Everyone says it is the crisis! The expression “reproducibility crisis” in French has its Wikipedia article since the end of 2016 and the equivalent in English ( reproducibility crisis or replication crisis ) since the beginning of 2015. A quick search for the term reproducibility crisis in Google trends shows that this expression has become popular since the first half of the 2010s.
The journal Nature has made it one of its recurring editorial subjects in recent years. In particular, a survey in the form of a questionnaire of several hundred scientists from all fields was published in 2016 and has since been taken up by all the articles evoking the subject: yes, according to the majority of the scientists questioned, there is an inability to reproduce scientific experiments published, and yes, they say it is a crisis, implying not only that the matter is serious, but also that it is new.
Here is a crisis of which the scientific institution, in search of legitimacy near the political authorities (in climate sciences) or administrative (for clinical trials) or quite simply of the general public (is glyphosate toxic, yes or no?), would be fine.
What is reproducibility?
Although reproducibility is often considered in principle to be the least of things in science (if not what confidence in scientific results?), In practice, it is quite different.
From the history of science, reproducibility is a complex question: the diversity of terms ( verification, replicability, repeatability, checking, robustness, etc.) and their polysemy characterize it. Reproducibility by whom (yourself, a colleague, a competitor, a proofreader, a verification body)? For what (to validate, to contradict, to interpret)? How (same instrumentation, same protocol, the same conclusion by other means)? And besides, what exactly should be the same (the same measures, similar patterns, compatible conclusions from different results)? And when do we need to be the same (to demonstrate, to invalidate or contradict, to generalize)?
In general, the literature in the history of science shows that if reproducibility leads to more reliability in science, this is one of the means among others, not always sufficient, not necessary.
Diversity of sciences
Reproducibility is also experienced in different ways depending on the scientific field. The questions of reproducibility do not arise in the same way depending on the experimental situations: do we seek to detect the signal of gravitational waves in the noise of vibrations of a few millimeters in amplitude on metal arms several kilometers long? Are we trying to make mouse populations as significant as possible, but do they follow the same diet as in the animal facility of another laboratory? The science philosopher Sabina Leonelli offers several categories of scientific activities for which reproducibility does not necessarily have the same meaning or equal importance.
For example, certain fields work on rare or perishable objects of study. What is the meaning of reproducibility in archeology where the activity consists of finding something new at each excavation? How to define the reproducibility in certain astronomical observations of infrequent events? Reproducibility is, therefore, multifaceted and context-dependent, but it is also different depending on the scientific field. Different on how it is perceived and implemented but also different on its importance as a scientific standard.

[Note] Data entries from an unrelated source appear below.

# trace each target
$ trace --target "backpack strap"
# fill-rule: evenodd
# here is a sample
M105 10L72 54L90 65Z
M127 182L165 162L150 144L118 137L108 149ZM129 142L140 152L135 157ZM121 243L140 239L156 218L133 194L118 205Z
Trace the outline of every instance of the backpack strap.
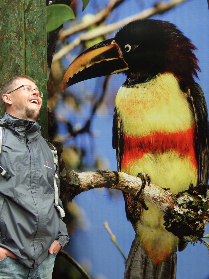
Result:
M0 126L0 155L1 152L2 151L2 127ZM0 174L4 177L6 180L8 180L11 177L11 175L9 175L5 170L4 170L2 167L0 166Z
M65 216L65 214L64 210L59 205L59 191L57 184L57 182L58 182L58 185L59 185L59 177L58 175L59 173L59 166L58 164L57 152L56 148L54 145L50 141L47 140L45 139L51 151L53 157L54 165L54 193L55 193L55 197L54 204L59 212L60 217L63 218Z

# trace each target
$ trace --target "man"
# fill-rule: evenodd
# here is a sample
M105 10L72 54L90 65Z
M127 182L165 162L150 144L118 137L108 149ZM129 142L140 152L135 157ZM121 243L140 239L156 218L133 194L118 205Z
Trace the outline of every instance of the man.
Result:
M0 88L0 166L11 176L0 175L1 278L51 278L56 255L69 241L54 205L53 155L36 122L42 96L27 76Z

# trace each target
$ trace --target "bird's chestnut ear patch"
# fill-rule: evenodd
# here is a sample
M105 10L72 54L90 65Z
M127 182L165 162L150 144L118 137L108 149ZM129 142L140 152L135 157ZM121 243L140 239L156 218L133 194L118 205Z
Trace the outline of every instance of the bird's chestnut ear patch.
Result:
M124 48L125 49L125 50L127 52L129 52L129 51L131 50L131 46L130 46L130 45L129 45L128 44L127 44L127 45L126 45L124 47Z

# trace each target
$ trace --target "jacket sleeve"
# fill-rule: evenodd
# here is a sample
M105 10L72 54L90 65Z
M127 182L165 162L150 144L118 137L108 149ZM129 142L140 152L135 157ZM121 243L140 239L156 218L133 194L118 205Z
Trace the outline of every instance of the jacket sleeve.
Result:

In anthropology, for example, one of the epistemic principles at the basis of its reliability is reflexivity rather than reproducibility: the questioning of the relationship between the researcher and his object of study to allow a relevant analysis of his research conditions and results. This is, moreover, an epistemic principle from which many sciences could draw inspiration (where they are content with a sometimes unconvincing declaration of absence of conflicts of interest).
Why the crisis?
And yet, the crisis, it installed almost simultaneously in a wide variety of scientific fields despite this diversity.
On the one hand, there is a link or at least a concomitance with the movement of open access (open access). The oligopolies of scientific publishers tend to make scientific literature inaccessible to ordinary people (even ordinary researchers): one of the workhorses of open access is the demand for more transparency in science. By extension, the open science movement(open science) requires that scientific experiments can be reproducible, within the framework of this transparency. Reproducibility is claimed as the absolute standard, the standard that allows confidence in scientific activity, confidence on the part of the research community themselves but also for scientific funding institutions, and citizens. The link between publication, transparency and reproducibility is particularly significant in the criticism of peer review, which accompanies the open access movement.
However, the analysis we have just made of the diversity of scientific fields implies that the requirement of reproducibility (as a means of obtaining reliability) poses a problem for the vitality of many scientific fields for which this requirement can be without an object, even counterproductive. This is not to deny that the best possible research practices are desirable.
In the computational domain, for example, a domain present in many sciences, the interdependence of computer libraries is a puzzle for the reproducibility of computer programs, which is the object of more and more attention. But the reference to the requirement of reproducibility as if it were a universal value applicable everywhere, in the same way, is more of moral panic than a reflection on the sciences in their diversity.